Neural networks have been on the move — from the cloud to the edge, and all the way down to embedded devices. Running inference on large networks designed for non-trivial tasks can take a very considerable amount of compute time that can push computation back up the chain to the edge or even cloud. However, as processing moves further from the device, much data from on-board sensors tends to be discarded due to issues with bandwidth and cost. As such, optimizing networks to run efficiently on-device can be highly advantageous.
On-device inference has recently received a boost from work done by NXP Semiconductors. NXP has extended Facebook’s open-source Glow neural network compiler with hardware-specific optimizations.

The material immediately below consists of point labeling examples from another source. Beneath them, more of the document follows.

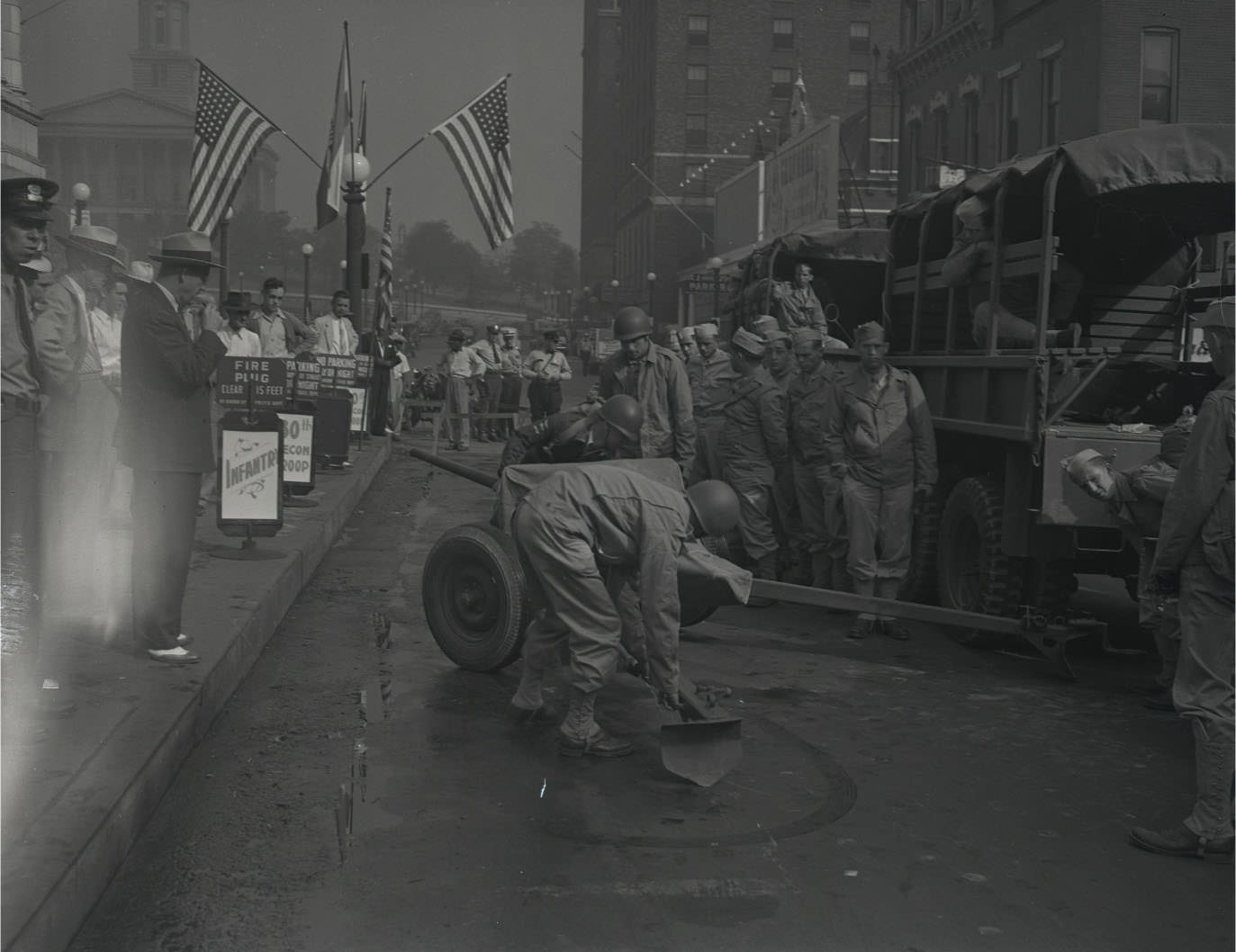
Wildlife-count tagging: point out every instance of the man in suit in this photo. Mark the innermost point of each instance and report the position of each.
(165, 436)
(282, 335)
(76, 430)
(335, 331)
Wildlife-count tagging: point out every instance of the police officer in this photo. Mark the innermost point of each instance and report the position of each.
(1196, 541)
(711, 377)
(26, 208)
(754, 447)
(573, 524)
(808, 405)
(883, 447)
(585, 434)
(659, 381)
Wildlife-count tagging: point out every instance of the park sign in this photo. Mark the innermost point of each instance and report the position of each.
(258, 379)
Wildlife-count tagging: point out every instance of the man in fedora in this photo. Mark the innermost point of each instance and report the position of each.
(26, 208)
(76, 427)
(165, 435)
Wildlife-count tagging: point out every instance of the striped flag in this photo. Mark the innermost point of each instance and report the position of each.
(479, 142)
(226, 132)
(330, 184)
(382, 319)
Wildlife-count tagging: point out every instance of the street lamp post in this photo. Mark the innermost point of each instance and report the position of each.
(715, 265)
(222, 253)
(307, 251)
(357, 171)
(80, 196)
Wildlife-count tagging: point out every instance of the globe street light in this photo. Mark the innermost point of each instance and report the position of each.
(715, 263)
(307, 251)
(80, 196)
(356, 171)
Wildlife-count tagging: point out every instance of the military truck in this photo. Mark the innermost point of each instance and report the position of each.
(1125, 211)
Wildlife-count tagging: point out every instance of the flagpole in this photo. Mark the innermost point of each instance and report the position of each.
(374, 179)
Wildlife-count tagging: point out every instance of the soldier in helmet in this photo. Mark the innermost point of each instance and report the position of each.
(586, 520)
(658, 379)
(582, 435)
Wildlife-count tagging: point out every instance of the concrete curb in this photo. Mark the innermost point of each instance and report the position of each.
(122, 750)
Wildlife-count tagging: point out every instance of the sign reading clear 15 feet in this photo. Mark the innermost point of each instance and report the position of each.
(297, 448)
(268, 377)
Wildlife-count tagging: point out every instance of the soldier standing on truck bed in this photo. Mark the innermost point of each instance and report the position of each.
(816, 487)
(1196, 540)
(883, 447)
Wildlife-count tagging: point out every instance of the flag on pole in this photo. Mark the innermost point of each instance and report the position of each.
(382, 319)
(330, 184)
(479, 142)
(226, 132)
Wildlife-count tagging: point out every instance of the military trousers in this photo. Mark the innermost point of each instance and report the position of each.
(1203, 693)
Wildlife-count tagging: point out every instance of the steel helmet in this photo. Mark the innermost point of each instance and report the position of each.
(716, 507)
(623, 414)
(632, 322)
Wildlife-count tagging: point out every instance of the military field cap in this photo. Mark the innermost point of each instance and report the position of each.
(29, 199)
(748, 342)
(1218, 314)
(187, 247)
(95, 239)
(42, 265)
(869, 330)
(1077, 463)
(238, 301)
(141, 271)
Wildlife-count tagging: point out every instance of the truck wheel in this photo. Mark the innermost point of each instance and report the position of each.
(473, 589)
(974, 574)
(920, 582)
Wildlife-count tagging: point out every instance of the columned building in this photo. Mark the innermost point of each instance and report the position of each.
(133, 146)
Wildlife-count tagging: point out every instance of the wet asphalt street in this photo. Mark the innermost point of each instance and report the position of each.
(362, 793)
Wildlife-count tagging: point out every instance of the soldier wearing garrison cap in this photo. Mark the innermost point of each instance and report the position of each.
(880, 441)
(754, 448)
(26, 206)
(165, 435)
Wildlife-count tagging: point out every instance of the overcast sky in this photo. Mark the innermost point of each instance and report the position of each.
(421, 59)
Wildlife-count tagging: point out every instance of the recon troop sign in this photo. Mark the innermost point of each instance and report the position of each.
(265, 378)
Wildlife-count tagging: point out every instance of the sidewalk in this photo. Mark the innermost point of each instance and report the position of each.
(77, 792)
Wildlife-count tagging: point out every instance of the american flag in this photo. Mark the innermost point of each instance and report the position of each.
(226, 132)
(386, 274)
(479, 142)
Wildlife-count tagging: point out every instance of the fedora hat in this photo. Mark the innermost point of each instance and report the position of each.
(187, 247)
(95, 239)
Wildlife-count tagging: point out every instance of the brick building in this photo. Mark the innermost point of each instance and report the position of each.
(132, 146)
(983, 80)
(693, 76)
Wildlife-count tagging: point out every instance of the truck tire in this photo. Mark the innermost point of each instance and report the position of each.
(920, 583)
(473, 589)
(974, 574)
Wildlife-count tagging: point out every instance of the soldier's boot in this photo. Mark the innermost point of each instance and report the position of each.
(765, 568)
(580, 735)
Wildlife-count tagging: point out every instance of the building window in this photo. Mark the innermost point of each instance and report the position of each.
(698, 80)
(1010, 115)
(1051, 100)
(782, 33)
(861, 36)
(698, 131)
(698, 31)
(970, 130)
(1159, 76)
(940, 120)
(914, 147)
(782, 83)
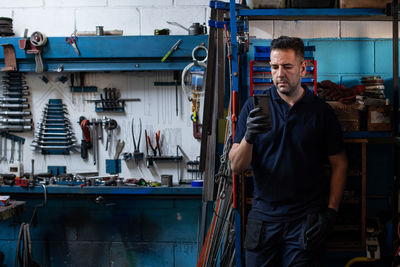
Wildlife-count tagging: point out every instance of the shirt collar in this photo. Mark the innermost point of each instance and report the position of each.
(307, 97)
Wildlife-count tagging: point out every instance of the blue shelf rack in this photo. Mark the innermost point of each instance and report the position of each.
(109, 53)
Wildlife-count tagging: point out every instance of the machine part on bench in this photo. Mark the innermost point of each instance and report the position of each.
(15, 113)
(15, 121)
(16, 128)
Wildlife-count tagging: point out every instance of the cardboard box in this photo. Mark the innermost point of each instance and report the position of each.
(380, 4)
(348, 116)
(379, 118)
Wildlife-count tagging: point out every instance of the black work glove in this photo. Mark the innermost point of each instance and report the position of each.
(257, 122)
(317, 233)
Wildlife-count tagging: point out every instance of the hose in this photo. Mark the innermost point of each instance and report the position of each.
(24, 245)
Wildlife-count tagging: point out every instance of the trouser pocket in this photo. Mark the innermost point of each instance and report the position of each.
(310, 225)
(253, 234)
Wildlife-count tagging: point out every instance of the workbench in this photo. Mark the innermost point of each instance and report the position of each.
(180, 190)
(15, 208)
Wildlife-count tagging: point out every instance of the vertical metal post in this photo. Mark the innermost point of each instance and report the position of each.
(395, 29)
(235, 89)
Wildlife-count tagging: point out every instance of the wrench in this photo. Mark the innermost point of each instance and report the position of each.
(19, 151)
(1, 147)
(12, 151)
(95, 143)
(5, 150)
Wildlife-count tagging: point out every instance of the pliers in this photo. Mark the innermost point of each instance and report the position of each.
(136, 153)
(148, 143)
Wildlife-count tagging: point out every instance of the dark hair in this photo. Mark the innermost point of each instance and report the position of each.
(286, 42)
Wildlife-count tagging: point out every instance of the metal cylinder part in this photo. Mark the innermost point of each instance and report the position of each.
(166, 180)
(15, 113)
(99, 30)
(15, 121)
(16, 127)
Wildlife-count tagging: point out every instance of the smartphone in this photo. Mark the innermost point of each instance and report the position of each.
(263, 102)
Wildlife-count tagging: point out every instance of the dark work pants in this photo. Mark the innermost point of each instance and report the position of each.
(280, 244)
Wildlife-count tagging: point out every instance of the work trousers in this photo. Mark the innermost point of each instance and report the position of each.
(281, 244)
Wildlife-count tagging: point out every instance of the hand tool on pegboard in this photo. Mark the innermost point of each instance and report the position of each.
(118, 148)
(156, 147)
(34, 45)
(86, 142)
(54, 133)
(109, 125)
(110, 101)
(72, 41)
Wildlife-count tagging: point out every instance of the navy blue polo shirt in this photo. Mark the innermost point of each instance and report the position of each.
(288, 160)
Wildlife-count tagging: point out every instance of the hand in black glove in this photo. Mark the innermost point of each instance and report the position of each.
(316, 235)
(257, 122)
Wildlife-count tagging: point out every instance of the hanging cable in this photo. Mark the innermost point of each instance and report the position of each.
(24, 245)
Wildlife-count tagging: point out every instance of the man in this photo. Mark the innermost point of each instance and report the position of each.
(290, 217)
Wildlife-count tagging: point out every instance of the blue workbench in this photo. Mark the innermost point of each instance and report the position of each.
(109, 53)
(105, 190)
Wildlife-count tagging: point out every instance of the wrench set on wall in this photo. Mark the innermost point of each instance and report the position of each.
(54, 133)
(13, 104)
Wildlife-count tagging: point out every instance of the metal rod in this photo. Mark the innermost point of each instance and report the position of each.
(395, 28)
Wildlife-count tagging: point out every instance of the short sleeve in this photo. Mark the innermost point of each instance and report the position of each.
(333, 132)
(241, 123)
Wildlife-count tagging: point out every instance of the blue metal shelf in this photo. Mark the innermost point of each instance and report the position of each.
(316, 13)
(105, 190)
(109, 53)
(367, 135)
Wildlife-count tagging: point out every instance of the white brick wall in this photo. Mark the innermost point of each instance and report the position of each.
(126, 19)
(21, 3)
(51, 21)
(192, 3)
(184, 16)
(75, 3)
(140, 17)
(369, 29)
(140, 3)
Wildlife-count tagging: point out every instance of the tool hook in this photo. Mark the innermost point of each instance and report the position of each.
(136, 146)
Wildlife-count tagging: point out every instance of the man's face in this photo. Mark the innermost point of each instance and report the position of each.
(287, 70)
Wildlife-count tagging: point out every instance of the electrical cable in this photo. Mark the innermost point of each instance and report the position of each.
(24, 244)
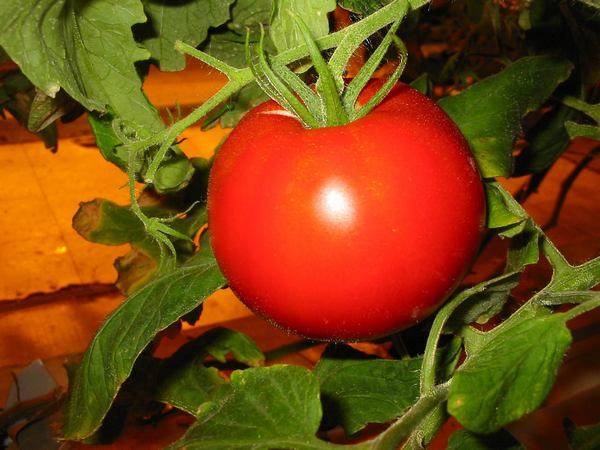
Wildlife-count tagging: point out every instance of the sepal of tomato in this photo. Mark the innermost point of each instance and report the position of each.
(346, 232)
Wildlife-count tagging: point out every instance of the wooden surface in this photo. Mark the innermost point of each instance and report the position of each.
(56, 288)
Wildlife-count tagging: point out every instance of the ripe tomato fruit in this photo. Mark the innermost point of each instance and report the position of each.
(346, 232)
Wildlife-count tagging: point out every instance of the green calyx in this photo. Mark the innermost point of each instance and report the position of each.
(331, 103)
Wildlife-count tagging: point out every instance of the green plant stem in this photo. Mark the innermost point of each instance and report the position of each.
(243, 77)
(402, 428)
(582, 308)
(426, 429)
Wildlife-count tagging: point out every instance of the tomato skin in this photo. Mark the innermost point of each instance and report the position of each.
(348, 232)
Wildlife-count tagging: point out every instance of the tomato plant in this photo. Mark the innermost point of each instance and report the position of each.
(340, 215)
(341, 208)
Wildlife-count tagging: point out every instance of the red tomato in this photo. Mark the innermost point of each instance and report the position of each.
(346, 232)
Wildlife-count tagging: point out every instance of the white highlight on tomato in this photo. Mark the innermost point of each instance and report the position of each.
(336, 204)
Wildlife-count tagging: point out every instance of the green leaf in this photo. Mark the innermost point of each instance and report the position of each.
(547, 141)
(509, 373)
(188, 387)
(579, 130)
(186, 383)
(357, 389)
(284, 32)
(583, 438)
(489, 113)
(104, 222)
(17, 95)
(421, 84)
(173, 174)
(187, 21)
(88, 50)
(45, 110)
(483, 305)
(560, 298)
(464, 440)
(502, 210)
(272, 407)
(363, 7)
(111, 355)
(218, 343)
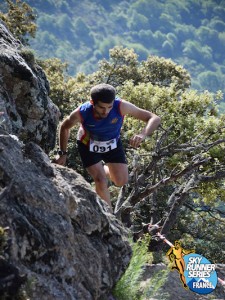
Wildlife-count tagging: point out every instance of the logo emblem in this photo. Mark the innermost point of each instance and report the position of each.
(114, 121)
(196, 272)
(200, 274)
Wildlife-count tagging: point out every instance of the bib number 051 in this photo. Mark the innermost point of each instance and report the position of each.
(102, 147)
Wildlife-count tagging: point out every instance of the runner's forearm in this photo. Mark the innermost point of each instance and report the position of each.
(63, 138)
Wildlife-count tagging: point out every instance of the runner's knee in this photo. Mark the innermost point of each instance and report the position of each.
(120, 181)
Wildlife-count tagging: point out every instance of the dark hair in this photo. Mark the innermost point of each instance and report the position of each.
(103, 92)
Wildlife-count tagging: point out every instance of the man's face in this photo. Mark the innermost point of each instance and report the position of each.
(101, 109)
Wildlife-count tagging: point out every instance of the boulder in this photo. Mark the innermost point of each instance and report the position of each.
(61, 235)
(25, 107)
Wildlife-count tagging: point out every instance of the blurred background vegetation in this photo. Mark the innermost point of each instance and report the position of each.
(80, 33)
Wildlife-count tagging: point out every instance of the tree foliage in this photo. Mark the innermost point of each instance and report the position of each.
(181, 167)
(188, 32)
(20, 19)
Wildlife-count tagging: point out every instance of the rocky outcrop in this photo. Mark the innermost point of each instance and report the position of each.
(61, 238)
(61, 235)
(25, 106)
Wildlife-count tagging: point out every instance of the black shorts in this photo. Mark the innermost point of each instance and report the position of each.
(91, 158)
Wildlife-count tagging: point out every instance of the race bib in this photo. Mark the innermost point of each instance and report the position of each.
(102, 147)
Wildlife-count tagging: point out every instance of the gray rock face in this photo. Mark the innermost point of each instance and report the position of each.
(61, 235)
(25, 106)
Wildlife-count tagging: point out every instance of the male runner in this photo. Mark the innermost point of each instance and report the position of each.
(98, 137)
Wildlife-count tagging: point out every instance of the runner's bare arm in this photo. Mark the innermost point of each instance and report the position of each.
(64, 133)
(151, 119)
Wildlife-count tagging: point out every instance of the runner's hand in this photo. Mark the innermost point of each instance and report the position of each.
(136, 140)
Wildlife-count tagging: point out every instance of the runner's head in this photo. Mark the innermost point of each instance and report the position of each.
(103, 92)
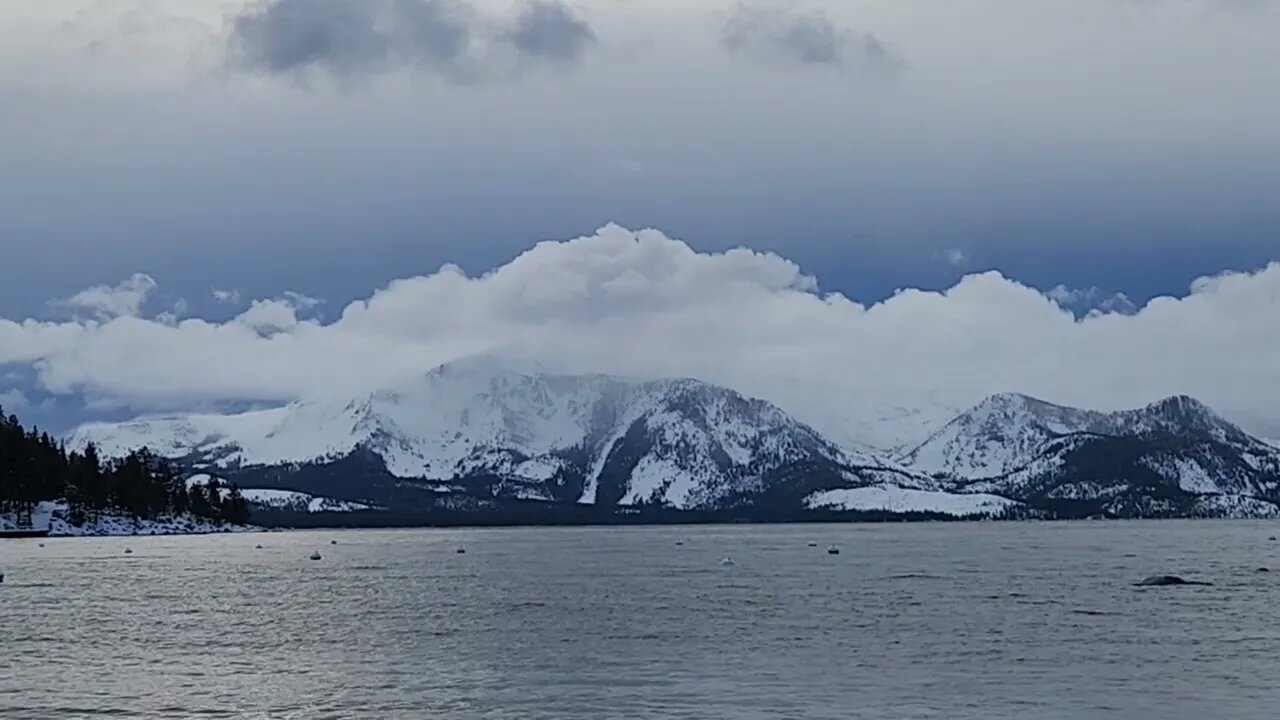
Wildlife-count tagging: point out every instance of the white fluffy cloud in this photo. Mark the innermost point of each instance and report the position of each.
(104, 302)
(640, 302)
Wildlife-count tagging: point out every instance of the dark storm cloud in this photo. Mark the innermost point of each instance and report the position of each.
(776, 32)
(341, 36)
(360, 37)
(549, 30)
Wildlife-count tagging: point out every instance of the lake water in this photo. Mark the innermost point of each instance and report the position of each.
(1029, 620)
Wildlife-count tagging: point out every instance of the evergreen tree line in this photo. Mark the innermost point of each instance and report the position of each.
(35, 468)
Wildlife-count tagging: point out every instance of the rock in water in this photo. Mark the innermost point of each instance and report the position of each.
(1155, 580)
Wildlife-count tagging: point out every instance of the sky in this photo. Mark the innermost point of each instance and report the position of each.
(215, 204)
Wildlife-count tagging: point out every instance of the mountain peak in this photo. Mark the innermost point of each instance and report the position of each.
(489, 364)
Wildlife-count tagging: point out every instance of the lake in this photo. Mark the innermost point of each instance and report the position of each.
(1029, 620)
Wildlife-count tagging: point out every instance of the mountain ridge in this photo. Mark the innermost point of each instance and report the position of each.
(492, 428)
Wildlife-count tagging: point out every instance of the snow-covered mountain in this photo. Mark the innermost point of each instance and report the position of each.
(1171, 458)
(490, 427)
(481, 433)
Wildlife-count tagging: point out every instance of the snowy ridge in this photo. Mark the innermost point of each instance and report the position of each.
(480, 431)
(1173, 458)
(300, 501)
(904, 500)
(522, 432)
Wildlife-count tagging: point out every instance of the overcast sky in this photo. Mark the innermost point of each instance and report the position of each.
(184, 158)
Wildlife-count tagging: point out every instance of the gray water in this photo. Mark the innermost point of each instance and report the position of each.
(986, 620)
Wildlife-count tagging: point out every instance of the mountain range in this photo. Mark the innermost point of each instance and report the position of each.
(488, 434)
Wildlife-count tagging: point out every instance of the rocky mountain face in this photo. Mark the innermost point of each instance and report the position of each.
(484, 428)
(485, 433)
(1174, 458)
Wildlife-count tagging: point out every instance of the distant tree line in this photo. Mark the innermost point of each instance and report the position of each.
(35, 468)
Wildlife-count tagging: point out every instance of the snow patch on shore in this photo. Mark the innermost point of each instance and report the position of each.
(53, 516)
(894, 499)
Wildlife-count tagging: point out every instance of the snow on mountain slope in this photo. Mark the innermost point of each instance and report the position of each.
(1001, 433)
(529, 433)
(1008, 432)
(1173, 458)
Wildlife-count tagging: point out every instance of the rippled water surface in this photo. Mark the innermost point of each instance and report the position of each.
(917, 620)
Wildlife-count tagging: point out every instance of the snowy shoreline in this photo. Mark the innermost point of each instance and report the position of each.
(53, 516)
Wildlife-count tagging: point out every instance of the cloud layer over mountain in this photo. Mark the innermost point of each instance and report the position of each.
(641, 302)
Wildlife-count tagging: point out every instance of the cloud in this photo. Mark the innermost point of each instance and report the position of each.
(227, 296)
(13, 400)
(771, 32)
(954, 256)
(355, 39)
(644, 304)
(105, 302)
(341, 36)
(549, 30)
(1092, 300)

These Glow extensions target Arm Cortex-M cores and the Cadence Tensilica HiFi 4 DSP and include platform-specific optimizations for the i.MX RT series of microcontrollers, including the i.MX RT685, i.MX RT1050 and RT1060. These optimizations deliver a 2-3x performance improvement for these microcontrollers when compared with the standard version of Glow.
The beefy, yet low-cost and low-power, i.MX RT series of microcontrollers targeted for the optimizations range from 600MHz to 1GHz clock speeds. Running highly optimized neural network models on these chips offers many new possibilities for TinyML.
The new functionality is included in the free eIQ Machine Learning Software Development Environment, within NXP’s MCUXpresso SDK.